Sin as Ingratitude
Without our being aware, our relationship to religion may be a performance-based model. I’m judged on what I do and how well I do it. Somehow there is a Someone in heaven keeping a tally of all my good deeds. The hope in this regard can be that my good deeds outweigh my bad deeds and somehow I slip into heaven’s gates. If we reflect on this model further, we can see that all the focus seems to be on us. It’s a self-centered approach to religion and subtly puts me at the center of my salvation. The pressure and weight of this model and the depersonalized nature of it will leave a person exhausted and feeling like they work for God if anything. The person is also so scared to make a mistake.

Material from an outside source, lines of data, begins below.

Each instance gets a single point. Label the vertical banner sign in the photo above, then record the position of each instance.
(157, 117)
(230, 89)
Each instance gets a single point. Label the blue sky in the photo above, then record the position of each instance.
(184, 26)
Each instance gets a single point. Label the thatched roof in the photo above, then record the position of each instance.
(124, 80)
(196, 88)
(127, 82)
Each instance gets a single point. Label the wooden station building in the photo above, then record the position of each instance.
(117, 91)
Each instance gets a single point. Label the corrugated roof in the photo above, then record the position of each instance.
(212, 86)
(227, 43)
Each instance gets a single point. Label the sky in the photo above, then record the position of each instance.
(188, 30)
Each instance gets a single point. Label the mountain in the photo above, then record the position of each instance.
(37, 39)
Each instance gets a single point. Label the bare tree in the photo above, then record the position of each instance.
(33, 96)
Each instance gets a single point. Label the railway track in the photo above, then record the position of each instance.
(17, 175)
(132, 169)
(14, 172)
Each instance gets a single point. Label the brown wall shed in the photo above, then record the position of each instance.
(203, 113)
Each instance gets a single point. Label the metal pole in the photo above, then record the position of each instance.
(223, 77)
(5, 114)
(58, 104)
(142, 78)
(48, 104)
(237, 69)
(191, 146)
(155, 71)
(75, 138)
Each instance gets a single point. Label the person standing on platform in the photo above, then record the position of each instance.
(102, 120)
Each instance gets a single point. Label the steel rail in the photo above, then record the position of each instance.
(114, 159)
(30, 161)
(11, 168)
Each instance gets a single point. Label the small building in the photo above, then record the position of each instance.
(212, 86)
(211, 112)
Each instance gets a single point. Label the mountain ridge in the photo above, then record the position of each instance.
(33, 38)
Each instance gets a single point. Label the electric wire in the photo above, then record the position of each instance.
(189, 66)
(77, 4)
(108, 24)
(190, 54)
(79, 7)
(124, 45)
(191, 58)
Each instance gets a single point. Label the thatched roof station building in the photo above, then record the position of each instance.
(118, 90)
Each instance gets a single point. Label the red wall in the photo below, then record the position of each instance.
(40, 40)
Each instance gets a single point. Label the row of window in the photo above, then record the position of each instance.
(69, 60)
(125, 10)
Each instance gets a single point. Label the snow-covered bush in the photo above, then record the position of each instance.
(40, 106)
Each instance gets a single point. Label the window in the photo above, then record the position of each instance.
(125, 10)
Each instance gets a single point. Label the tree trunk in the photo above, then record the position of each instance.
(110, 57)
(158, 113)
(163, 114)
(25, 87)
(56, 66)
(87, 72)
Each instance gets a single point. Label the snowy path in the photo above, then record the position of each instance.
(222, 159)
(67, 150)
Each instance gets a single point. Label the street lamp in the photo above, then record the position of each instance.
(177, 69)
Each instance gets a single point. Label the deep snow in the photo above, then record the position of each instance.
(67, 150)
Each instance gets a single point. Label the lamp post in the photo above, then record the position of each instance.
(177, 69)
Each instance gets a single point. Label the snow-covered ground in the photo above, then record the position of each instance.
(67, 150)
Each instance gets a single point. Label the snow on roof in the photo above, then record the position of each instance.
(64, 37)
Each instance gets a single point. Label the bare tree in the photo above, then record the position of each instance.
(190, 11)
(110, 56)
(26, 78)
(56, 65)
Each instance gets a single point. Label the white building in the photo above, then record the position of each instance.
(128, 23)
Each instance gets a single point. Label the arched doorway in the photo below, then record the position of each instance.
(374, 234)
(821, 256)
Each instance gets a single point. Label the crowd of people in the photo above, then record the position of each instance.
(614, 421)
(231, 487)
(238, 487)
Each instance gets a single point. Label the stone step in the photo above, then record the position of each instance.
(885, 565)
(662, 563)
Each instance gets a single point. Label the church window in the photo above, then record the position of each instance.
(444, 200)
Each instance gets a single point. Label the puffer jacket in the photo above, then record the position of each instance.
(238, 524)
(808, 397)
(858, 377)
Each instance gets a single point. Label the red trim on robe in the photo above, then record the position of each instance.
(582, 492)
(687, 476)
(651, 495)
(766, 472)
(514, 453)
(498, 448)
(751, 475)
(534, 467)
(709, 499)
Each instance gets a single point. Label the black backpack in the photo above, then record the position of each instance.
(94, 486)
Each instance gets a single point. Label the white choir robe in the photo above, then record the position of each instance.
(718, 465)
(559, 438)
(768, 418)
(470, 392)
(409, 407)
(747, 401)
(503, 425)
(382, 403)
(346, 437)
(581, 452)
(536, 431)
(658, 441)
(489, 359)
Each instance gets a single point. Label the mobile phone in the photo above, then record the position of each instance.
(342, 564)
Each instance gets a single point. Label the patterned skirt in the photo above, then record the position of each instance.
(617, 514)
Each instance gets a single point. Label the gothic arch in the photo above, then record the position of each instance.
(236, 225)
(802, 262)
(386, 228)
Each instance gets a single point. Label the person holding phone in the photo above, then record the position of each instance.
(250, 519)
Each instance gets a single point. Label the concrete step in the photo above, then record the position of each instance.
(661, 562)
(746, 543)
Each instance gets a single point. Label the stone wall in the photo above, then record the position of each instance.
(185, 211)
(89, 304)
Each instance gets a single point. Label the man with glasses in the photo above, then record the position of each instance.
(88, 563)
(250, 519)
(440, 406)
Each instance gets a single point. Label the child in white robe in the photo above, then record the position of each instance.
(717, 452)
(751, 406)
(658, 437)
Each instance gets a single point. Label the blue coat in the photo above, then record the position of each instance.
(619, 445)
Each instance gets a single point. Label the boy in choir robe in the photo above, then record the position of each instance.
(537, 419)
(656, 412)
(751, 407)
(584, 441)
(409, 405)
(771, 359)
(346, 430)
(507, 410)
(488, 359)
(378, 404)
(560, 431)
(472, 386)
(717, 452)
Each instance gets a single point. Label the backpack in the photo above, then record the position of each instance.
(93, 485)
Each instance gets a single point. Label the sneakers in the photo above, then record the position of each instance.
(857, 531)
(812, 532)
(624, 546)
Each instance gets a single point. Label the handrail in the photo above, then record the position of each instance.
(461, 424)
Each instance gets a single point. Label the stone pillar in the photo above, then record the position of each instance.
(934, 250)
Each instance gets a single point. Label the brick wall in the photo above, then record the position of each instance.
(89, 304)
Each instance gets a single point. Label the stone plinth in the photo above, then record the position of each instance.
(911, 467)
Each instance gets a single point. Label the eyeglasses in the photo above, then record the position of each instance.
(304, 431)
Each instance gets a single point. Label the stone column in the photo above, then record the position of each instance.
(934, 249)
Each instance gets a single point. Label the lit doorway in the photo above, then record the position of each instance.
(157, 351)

On the other hand, our two-week journey has brought us through a consideration of God’s generous love to us. This journey has been personal and particular to our life. We see that God freely chose to create us, sustain us and give us His only Son along with everything else. This boundless love and generosity have begun to stir in our hearts gratitude and amazement at how blessed we are. In this context, we might be able to properly understand sin in its truest form. Sin is when we fail to recognize God, the giver of all gifts, and fail to return back to God our life in thanksgiving. Sin is ingratitude, and even more so, it’s a lack of recognition towards our utter dependency on God. This relational model recognizes that a person (Father, Son and Holy Spirit) has been immeasurably generous to me and has done for me what I could not do for myself. My path to heaven therefore is not simply a performance test, but a relationship with the only one who can save me, Jesus. My actions are done not to save myself but to thank Him and in doing so, I’m working out my salvation by remaining connected to the one who saves. This is not a burden but a path filled with joy even in the midst of sacrifice.